L'intervista integrale al Divino: «In passato mi sono chiesto perché la Roma non mi chiamasse, mi arrivò un'offerta dalla Serie A»

Foto Proietti

Foto Proietti

17 Novembre 2017 - 10:54

Ricordo la confusione, la mano di mio padre che mi stringeva stretto (anche se avevo 13 anni mio padre era terrorizzato all'idea che potessi perdermi in quella folla, ne fece una conditio sine qua non: se non ti sta bene, torniamo a casa!), ricordo la sorpresa di dover parcheggiare lontanissimo perché tutti facevano così,davanti c'era un muro di macchine e oltre non si riusciva ad andare, ricordo che una volta arrivati conquistare le prime file era impossibile, si sgomitava tra la folla per andare avanti e mio padre proprio non ne voleva sapere, ricordo che lo ricattai perché odiava il mare e visto che faceva caldo gli dissi "oggi mi devi portare al mare, oppure andiamo a Fiumicino che arriva Falcão", e lui, laziale, virò su Falcão, pensando che solo noi avessimo avuto questa brillante idea e invece trovò diecimila brillanti come noi, ricordo che il caldo era forse lo stesso caldo di ogni agosto di oggi,ma allora si sentiva di meno perché praticamente non esisteva l'aria condizionata né in macchina né in aeroporto, eravamo arrivati tenendo i finestrini aperti, oggi chi lo fa?, ricordo che l'attesa fu snervante e quando arrivò il momento, il mio momento, un'onda d'urto spostò me e mio padre, ma almeno sopra le teste di tutti vidi passare un berrettino giallorosso di lana, mi dissero che sotto c'era Falcão, io non lo vidi, ma sapevo che era passato lì, a pochi metri. L'altro giorno a Milano è stata la seconda volta della mia vita in cui ce l'ho avuto tanto vicino.

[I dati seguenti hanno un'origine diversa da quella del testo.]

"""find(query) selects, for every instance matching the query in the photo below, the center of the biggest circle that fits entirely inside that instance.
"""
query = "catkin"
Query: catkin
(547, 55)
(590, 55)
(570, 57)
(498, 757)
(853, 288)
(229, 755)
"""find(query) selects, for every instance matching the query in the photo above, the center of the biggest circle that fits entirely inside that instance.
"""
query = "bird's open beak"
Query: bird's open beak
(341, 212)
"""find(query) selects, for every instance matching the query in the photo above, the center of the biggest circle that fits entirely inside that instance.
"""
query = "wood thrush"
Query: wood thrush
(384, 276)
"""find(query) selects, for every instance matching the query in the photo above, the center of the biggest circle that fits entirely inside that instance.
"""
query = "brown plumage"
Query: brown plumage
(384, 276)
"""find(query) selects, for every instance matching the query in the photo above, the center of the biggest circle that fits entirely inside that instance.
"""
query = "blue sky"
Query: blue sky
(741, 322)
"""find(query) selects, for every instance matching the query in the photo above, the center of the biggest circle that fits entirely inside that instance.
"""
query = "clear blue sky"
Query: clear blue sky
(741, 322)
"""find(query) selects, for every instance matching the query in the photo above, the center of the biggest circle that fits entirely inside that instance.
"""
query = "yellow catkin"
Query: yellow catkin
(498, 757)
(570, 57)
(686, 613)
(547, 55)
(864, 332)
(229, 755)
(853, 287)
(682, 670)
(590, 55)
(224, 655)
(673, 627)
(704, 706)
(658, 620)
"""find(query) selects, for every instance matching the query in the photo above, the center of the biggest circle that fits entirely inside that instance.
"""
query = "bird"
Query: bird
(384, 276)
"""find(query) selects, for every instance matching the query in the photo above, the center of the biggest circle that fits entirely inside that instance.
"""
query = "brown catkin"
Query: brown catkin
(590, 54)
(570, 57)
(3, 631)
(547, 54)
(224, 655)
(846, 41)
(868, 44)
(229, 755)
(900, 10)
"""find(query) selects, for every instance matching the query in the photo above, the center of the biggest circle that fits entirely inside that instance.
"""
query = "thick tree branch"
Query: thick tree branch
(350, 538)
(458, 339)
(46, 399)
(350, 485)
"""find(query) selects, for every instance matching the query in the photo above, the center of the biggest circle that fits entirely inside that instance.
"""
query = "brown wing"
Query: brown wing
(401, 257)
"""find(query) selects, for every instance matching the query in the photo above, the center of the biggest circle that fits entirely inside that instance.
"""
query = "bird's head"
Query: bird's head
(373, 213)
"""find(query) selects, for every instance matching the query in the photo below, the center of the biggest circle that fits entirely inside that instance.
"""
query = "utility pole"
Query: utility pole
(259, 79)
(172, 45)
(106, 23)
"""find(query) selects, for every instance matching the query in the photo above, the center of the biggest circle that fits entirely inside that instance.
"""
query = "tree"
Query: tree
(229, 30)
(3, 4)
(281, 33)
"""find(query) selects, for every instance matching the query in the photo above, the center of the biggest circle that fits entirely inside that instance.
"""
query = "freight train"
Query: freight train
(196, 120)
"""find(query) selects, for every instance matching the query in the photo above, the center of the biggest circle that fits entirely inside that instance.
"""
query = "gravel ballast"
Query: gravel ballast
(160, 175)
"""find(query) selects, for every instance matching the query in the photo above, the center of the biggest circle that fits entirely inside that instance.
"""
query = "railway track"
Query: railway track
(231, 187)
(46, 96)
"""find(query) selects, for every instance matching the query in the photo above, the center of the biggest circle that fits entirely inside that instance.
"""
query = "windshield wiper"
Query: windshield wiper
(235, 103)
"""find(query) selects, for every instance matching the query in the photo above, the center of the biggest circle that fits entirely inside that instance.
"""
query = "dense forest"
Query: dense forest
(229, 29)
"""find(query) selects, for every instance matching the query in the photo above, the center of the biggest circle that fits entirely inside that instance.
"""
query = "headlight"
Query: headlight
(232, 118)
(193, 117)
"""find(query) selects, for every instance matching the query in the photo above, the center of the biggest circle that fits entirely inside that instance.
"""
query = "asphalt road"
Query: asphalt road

Faceva caldo, quel 10 agosto 1980. Ma tu sbarcasti fresco come una rosa, con un pregevole abito con cravatta e ti misero subito in testa un berretto di lana della Roma.
«L'abito era di un mio amico sarto italiano che viveva in Brasile. Lui è stato il primo a cui ho chiesto di raccontarmi qualcosa di Roma. Cambiando paese la cosa che maggiormente volevo sapere era la mentalità della gente che avrei incontrato. In Brasile molte cose sono diverse».

La prima che ti viene in mente?
«In Brasile andare al night per un giocatore non è un problema. Magari non ad ubriacarti la sera prima della partita. Io in Brasile andavo sempre in un locale per cenare, era anche un night e spesso restavo lì, era l'unico posto dove si potesse cenare e far tardi. Già questa era una differenza. Questa ovviamente non è una cosa che mi ha detto lui, l'ho capito io».

Lui che diceva?
«Lui mi ha detto solo: "Roma è una città difficile". Perché, che cosa è facile?, gli chiesi io. E lui: "perché a Roma non si vince da tanto tempo". E io: meglio. Se sei abituato a vincere non ti perdonano niente. Ma se non vinci mai la tifoseria è più calma. Avremo tempo per lavorare e vedrai che vinceremo, conclusi.Oggi forse è diverso,oggi la tifoseria della Roma è più esigente».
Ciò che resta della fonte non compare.